Lauris Nobilis in symbolism:

“Ancient Greece
In ancient Greece, the plant was called daphne, after the mythic mountain nymph of the same name. In the myth of Apollo and Daphne, the god Apollo fell in love with Daphne, a priestess of Gaia (Mother Earth), and when he tried to seduce her she pled for help to Gaia, who transported her to Crete. In Daphne’s place Gaia left a laurel tree, from which Apollo fashioned wreaths to console himself.17 Other versions of the myth, including that of the Roman poet Ovid, state that Daphne was transformed directly into a laurel tree.

“Bay laurel was used to fashion the laurel wreath of ancient Greece, a symbol of highest status. A wreath of bay laurels was given as the prize at the Pythian Games because the games were in honor of Apollo, and the laurel was one of his symbols. According to the poet Lucian, the priestess of Apollo known as the Pythia reputedly chewed laurel leaves from a sacred tree growing inside the temple to induce the enthusiasmos (trance) from which she uttered the oracular prophecies for which she was famous. Some accounts starting in the fourth century BC describe her as shaking a laurel branch while delivering her prophecies. Those who received promising omens from the Pythia were crowned with laurel wreaths as a symbol of Apollo’s favor.

“Rome
“The symbolism carried over to Roman culture, which held the laurel as a symbol of victory. It was also associated with immortality, with ritual purification, prosperity and health. It is also the source of the words baccalaureate and poet laureate, as well as the expressions “assume the laurel” and “resting on one’s laurels”. [And I would add, parenthetically, that the name Lorenzo, as in Lorenzo il Magnifico, is based upon the laurel plant. So is the name Lauretta.]

“Pliny the Elder stated that the Laurel was not permitted for “profane” uses – lighting it on fire at altars “for the propitiation of divinities” was strictly forbidden, because “…it is very evident that the laurel protests against such usage by crackling as it does in the fire, thus, in a manner, giving expression to its abhorrence of such treatment.”

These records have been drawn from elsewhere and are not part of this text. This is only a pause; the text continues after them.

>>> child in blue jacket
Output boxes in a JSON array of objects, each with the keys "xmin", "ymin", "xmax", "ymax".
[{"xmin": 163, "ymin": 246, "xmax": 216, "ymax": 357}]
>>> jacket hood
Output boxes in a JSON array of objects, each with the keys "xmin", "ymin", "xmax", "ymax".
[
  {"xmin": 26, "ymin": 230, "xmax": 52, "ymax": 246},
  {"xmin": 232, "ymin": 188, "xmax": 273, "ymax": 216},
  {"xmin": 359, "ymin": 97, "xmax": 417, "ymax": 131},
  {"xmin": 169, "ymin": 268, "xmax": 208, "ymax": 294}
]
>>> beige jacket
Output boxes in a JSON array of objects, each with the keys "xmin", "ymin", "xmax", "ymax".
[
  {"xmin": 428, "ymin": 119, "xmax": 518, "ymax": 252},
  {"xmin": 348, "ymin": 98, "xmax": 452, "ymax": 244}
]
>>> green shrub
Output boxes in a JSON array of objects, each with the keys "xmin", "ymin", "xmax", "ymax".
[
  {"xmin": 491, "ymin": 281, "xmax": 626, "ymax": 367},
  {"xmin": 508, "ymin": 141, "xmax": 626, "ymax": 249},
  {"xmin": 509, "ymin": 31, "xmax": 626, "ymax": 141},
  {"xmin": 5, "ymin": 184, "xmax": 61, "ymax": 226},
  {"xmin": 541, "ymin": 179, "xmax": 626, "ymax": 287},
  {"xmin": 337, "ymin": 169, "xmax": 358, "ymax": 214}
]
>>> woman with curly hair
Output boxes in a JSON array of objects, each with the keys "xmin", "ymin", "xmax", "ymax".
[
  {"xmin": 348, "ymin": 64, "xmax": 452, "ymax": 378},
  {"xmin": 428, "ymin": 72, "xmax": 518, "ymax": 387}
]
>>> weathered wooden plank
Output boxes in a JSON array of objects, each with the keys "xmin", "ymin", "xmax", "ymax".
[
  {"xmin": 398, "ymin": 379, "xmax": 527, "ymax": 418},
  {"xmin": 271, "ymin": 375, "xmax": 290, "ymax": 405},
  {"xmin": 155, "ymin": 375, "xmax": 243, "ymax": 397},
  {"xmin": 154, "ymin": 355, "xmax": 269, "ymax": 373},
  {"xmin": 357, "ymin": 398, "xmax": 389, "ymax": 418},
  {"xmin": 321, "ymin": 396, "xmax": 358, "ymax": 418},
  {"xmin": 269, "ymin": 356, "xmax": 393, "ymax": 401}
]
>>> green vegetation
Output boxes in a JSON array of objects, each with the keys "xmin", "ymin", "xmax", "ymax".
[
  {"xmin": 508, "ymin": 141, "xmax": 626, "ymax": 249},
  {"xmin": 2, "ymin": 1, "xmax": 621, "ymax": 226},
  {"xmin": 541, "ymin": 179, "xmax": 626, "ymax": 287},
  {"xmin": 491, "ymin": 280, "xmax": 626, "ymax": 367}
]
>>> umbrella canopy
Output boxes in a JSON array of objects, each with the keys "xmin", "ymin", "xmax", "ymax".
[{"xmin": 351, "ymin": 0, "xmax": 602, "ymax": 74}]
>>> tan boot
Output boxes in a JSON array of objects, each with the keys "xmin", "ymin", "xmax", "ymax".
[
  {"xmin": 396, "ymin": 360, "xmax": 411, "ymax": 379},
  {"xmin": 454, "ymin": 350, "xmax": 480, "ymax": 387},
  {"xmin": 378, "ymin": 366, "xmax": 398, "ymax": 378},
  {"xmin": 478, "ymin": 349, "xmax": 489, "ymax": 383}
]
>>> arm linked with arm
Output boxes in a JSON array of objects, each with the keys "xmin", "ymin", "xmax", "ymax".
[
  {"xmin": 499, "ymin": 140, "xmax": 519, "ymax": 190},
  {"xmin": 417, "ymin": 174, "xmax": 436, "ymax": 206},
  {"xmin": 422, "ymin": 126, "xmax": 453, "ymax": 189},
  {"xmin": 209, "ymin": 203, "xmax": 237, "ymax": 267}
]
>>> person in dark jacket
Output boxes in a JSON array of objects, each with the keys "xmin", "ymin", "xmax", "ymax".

“Laurel was closely associated with the Roman Emperors, beginning with Augustus. Two Laurel trees flanked the entrance to Augustus’ house on the Palatine Hill in Rome, which itself was connected to the Temple of Apollo Palatinus which Augustus had built. Thus the laurels had the dual purpose of advertising Augustus’ victory in the Civil Wars and his close association with Apollo. Suetonius relates the story of Augustus’ wife, and Rome’s first Empress, Livia, who planted a sprig of laurel on the grounds of her villa at Prima Porta after an eagle dropped a hen with the sprig clutched in its beak onto her lap. The sprig grew into a full-size tree which fostered an entire grove of laurel trees, which were in turn added to by subsequent Emperors when they celebrated a triumph. The Emperors in the Julio-Claudian dynasty all sourced their Laurel wreaths from the original tree planted by Livia. It was taken as an omen of the impending end of the Julio-Claudian dynasty that in the reign of Nero the entire grove died, shortly before he was assassinated. Rome’s second Emperor Tiberius wore wreaths of laurel whenever there was stormy weather because it was widely believed that Laurel trees were immune to lightning strikes, affording protection to those who brandished it. One reason for this belief is because laurel does not burn easily and crackles loudly when on fire. It led ancient Romans to believe the plant was inhabited by a “heavenly fire demon”, and was therefore “immune” from outer threats like fire or lightning.

In modern Italy laurel wreaths are worn as a crown by graduating high school students.